流石に読みやすい。岩波文庫は現代であまり使われない表現などがあり、なんとくで理解していたと思う。
最後に解説でもまとめられていて良い。
「武士道」は武士の考え方、というものよりは日本人の思想がまとめられたものと感じる。
新渡戸稲造が述べる「礼」について『長い苦難にも耐え忍び、新設で妬みの心も持たず、誇らず、驕らず、非礼を行わず、自分の利を求めず、慢心しない』は、武士道を読んだあとからよく思い出す一文である。
武士道は「義・勇・仁・礼・信(誠)・名誉・忠義」の7つで記述されているが、もっとも「礼」が心に残る。
それもあって、武士道のなかに登場する小笠原流の礼儀作法の本を何冊か読んだほど。
究極のところ「礼」とは『自分を顧みない相手への思いやりである』というのがわたしの理解。
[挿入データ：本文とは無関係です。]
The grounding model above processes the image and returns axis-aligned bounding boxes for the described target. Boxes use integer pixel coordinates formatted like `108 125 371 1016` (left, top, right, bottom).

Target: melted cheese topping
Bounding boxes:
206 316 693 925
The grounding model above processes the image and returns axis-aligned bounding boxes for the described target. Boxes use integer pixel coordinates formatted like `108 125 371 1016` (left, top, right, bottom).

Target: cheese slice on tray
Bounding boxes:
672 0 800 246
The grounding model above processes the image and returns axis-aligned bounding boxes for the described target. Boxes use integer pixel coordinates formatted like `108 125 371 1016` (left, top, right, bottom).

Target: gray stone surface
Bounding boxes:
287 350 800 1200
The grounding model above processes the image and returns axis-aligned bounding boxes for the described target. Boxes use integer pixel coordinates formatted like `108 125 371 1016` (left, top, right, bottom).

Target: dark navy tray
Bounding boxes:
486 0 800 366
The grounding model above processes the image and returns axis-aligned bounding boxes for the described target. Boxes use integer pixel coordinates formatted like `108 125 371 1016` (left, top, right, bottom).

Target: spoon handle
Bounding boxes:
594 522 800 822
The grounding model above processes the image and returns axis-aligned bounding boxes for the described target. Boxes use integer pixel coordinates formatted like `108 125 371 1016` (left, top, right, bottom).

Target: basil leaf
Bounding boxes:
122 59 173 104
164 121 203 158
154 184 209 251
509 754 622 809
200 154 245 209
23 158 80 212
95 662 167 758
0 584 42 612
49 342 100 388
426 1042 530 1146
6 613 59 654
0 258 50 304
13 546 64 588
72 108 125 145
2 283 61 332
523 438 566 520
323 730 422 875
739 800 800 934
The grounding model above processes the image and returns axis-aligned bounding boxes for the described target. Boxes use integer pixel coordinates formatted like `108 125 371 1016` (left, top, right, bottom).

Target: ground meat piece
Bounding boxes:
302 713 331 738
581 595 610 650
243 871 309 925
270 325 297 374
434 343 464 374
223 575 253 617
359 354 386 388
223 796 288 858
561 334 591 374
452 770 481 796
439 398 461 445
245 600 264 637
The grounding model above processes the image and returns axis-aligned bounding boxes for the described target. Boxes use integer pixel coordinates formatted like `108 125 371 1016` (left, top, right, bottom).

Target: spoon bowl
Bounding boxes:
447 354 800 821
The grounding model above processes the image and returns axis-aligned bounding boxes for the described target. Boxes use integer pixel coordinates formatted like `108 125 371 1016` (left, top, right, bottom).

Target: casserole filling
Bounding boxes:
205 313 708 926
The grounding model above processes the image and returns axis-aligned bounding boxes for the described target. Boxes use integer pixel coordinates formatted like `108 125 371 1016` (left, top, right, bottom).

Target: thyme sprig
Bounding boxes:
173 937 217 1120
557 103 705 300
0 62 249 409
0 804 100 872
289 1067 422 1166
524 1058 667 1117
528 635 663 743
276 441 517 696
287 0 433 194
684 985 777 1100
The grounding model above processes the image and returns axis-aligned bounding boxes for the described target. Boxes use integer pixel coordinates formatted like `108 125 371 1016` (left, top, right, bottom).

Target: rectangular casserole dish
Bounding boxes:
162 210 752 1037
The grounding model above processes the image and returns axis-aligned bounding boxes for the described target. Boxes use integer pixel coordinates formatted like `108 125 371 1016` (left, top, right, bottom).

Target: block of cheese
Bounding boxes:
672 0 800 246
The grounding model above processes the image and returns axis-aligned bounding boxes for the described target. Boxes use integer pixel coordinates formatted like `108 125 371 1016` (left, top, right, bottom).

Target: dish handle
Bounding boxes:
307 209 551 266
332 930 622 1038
新渡戸稲造が述べている「その最高の形においてはほとんど愛に近づく」というのも納得。
作法とは礼儀のための動作であるが、その作法を意味を理解すれば、それは相手への思いやりであることがわかる。剣道や柔道などの黙想も、何故それが必要かをはじめは理解できずに真似ているが、道を極めればその意味がわかるという。
因みに、うちの祖父はよく新渡戸稲造のことを口にしていた。その興味もあって最初に岩波文庫を手に取ったのだと思う。
今では何故、そんなに新渡戸稲造のことを口にしていたのかは聞くことはできないが、尊敬していたのかな、と思う。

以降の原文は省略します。